In his speech, Scottish Secretary Michael Moore said he was “perplexed” as to why the SNP continued to complicate the referendum with the possibility of a second question, given its backing for independence.
He said: “The Scottish Government wants independence. So why are they trying to confuse the issue with a second question on devolution?”
He added: “We are making an open and generous offer. The straightforward independence referendum that has been the First Minister’s mission in life. But it’s being met with complication, hesitation, and qualification. For whatever reasons the Scottish Government is placing barriers on what should be a clear and straight road.”
Mr Moore said his party, the Liberal Democrats, had set up a home rule commission, to report back this autumn, on how to advance devolution. This, he said, would provide clarity from his party’s perspective on what powers it wanted at Holyrood.
Labour has set up its own commission to examine the case, but both it and the Conservatives have yet to reach a common view on whether powers at Holyrood should be increased.
All three pro-Union parties argue that, in any case, the issue can only be addressed once Scotland has decided whether or not to stay in the UK or not. Christine O’Neill, head of public law and regulatory at Brodies LLP, said she expected a deal to be done between the UK and Scottish Governments on sorting out the legality of the poll, saying it would be in neither party’s interests to allow it go to the courts.
Going to the courts would “raise problems for everyone” she said. Whatever the legal niceties of the referendum, the “politics is always going to be more important”. Ms O’Neill said that if the courts did get involved, the decision would rest with the Supreme Court.

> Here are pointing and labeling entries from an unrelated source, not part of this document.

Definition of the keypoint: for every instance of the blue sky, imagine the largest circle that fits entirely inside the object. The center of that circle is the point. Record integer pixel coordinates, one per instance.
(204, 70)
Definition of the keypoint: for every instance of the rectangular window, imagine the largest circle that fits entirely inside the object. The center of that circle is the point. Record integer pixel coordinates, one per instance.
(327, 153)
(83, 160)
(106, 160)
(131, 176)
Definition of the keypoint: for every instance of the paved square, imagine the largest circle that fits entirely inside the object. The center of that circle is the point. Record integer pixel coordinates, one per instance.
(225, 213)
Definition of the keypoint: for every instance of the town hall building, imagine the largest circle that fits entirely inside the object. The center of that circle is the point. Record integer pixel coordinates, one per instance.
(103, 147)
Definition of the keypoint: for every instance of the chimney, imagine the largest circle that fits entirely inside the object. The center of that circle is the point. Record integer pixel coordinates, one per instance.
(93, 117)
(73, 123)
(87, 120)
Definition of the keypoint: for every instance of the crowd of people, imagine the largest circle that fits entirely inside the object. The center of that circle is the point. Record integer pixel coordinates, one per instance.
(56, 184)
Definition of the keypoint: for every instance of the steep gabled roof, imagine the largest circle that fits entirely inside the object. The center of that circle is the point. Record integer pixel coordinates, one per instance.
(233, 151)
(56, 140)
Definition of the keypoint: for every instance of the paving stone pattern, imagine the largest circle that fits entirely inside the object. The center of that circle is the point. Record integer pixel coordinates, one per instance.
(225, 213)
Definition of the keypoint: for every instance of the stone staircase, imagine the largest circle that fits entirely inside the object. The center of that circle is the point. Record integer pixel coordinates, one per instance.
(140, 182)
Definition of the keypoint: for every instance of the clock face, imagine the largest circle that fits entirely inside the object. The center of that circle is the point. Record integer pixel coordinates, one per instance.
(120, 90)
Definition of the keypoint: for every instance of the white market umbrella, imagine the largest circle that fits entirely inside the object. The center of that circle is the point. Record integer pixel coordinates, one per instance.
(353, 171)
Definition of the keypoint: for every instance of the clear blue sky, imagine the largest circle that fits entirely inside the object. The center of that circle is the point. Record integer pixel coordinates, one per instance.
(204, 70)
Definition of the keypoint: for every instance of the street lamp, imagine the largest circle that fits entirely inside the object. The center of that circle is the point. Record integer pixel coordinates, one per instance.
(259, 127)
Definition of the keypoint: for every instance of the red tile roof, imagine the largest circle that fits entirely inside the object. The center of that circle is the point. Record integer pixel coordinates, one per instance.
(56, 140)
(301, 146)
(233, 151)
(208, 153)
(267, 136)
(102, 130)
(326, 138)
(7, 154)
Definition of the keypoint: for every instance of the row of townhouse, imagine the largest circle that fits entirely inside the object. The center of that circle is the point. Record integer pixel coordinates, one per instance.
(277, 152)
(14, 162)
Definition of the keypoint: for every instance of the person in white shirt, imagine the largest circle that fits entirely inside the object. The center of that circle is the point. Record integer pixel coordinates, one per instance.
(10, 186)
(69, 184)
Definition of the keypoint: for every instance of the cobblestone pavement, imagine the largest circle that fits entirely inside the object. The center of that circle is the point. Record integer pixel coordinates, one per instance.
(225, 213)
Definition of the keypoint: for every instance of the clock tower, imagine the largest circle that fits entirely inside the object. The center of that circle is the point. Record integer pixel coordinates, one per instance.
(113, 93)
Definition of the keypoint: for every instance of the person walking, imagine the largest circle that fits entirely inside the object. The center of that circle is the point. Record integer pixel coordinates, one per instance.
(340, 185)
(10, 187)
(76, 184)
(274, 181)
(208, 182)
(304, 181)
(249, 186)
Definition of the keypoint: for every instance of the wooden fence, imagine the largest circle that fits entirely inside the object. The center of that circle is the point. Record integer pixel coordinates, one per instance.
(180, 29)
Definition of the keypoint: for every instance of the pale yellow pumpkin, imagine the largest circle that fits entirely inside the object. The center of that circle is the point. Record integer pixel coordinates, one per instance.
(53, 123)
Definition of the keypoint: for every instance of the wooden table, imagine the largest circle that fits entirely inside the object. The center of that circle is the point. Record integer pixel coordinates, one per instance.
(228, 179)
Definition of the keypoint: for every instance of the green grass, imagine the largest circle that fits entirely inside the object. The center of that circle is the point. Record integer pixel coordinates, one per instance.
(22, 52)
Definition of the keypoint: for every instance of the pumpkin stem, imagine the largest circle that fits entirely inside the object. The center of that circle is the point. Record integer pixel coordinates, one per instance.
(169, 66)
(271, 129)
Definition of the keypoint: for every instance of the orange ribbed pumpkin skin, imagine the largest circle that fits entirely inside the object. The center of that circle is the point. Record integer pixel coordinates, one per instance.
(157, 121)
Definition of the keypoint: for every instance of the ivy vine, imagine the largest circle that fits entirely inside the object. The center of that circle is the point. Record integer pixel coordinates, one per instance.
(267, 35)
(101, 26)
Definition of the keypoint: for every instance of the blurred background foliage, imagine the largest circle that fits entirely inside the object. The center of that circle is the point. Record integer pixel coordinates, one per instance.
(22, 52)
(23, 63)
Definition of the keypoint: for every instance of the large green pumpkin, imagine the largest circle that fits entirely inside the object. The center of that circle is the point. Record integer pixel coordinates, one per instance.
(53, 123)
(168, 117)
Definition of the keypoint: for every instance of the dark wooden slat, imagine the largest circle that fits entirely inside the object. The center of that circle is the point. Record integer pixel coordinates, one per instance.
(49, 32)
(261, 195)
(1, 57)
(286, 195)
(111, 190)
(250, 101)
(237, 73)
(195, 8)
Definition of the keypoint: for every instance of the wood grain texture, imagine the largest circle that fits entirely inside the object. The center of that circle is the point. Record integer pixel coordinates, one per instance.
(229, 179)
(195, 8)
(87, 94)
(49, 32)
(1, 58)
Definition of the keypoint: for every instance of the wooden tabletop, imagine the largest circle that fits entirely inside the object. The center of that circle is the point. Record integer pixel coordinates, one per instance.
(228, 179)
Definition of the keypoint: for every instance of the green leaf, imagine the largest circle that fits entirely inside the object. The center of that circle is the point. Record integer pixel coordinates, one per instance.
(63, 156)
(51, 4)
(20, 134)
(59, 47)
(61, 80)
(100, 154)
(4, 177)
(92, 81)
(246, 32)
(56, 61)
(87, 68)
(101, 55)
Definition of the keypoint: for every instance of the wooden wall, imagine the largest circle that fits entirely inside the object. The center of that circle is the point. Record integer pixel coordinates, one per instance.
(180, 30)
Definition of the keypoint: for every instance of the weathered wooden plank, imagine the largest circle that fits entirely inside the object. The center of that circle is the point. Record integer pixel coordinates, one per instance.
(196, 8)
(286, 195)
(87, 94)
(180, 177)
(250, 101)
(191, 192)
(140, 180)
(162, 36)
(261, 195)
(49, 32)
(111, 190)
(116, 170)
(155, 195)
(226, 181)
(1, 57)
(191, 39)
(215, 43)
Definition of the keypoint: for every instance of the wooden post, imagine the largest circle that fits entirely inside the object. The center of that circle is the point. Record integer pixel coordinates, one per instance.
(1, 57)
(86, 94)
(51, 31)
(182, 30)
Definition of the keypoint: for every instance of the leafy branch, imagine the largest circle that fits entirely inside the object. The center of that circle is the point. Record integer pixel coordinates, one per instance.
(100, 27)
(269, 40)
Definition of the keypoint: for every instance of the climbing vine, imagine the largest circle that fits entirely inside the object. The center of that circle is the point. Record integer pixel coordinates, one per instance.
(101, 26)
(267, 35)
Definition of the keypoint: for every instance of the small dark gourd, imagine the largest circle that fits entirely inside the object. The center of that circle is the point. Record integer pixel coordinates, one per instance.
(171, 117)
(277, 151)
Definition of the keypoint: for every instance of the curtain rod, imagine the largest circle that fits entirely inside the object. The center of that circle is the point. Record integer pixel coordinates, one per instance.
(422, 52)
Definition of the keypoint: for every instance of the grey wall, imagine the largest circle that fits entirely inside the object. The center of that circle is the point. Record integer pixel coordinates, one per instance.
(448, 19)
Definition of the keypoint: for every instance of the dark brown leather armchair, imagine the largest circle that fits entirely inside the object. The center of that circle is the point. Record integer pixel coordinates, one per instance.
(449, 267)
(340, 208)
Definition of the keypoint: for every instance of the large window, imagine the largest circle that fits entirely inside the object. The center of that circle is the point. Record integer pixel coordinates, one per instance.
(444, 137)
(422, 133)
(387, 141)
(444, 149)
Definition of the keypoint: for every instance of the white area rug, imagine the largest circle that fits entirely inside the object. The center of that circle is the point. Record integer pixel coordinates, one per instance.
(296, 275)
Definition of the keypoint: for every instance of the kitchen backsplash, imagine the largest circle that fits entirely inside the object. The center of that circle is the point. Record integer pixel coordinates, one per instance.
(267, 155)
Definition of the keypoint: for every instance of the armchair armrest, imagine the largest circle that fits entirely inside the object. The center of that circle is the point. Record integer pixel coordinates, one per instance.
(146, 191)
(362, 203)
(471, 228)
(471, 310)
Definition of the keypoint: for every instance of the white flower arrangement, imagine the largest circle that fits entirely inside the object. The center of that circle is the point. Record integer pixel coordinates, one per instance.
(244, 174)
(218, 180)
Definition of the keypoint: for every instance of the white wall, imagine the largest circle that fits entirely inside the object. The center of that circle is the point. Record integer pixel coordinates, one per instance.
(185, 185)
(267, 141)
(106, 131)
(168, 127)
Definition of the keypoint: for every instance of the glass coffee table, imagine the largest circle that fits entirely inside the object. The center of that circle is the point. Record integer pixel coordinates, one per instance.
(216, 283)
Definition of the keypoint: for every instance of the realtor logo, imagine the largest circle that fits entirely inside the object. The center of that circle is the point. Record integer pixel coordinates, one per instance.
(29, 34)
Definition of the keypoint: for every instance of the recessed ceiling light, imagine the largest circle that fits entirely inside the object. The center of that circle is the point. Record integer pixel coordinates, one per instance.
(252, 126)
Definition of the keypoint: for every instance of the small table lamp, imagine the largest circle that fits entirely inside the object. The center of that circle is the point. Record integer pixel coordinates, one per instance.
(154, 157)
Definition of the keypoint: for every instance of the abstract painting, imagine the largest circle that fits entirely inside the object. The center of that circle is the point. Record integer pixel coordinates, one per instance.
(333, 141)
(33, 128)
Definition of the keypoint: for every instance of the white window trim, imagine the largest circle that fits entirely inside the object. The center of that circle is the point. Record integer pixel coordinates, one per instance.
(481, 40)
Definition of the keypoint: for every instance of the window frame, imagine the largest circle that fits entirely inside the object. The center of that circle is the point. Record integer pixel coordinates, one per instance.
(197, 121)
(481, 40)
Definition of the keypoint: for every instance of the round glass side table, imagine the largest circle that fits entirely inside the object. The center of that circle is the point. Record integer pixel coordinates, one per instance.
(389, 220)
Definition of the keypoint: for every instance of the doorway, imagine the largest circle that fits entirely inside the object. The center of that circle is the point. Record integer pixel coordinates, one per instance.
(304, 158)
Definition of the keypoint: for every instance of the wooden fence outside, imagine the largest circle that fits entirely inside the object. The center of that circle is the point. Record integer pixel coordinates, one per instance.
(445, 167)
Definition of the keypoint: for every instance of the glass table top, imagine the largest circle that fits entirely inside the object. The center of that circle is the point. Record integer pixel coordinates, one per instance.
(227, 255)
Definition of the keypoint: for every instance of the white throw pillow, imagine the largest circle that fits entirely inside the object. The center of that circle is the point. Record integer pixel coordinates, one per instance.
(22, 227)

The conference also heard from senior lecturer Dr Ailsa Henderson, of the University of Edinburgh’s School of Political Science, who provided evidence from the referenda in Quebec where, she said, the uncertainty around the poll had created negative economic consequences.
Alan Trench, a constitutional expert with University College London, said the rest of the UK was “waking up” to the independence debate. If Scotland became independent, or even if it adopted “devo max”, he said there would need to be new arrangements to deal with the likely consequences.
He also warned Scotland needed to ensure the debate was conducted without rancour, or risk losing friends in England.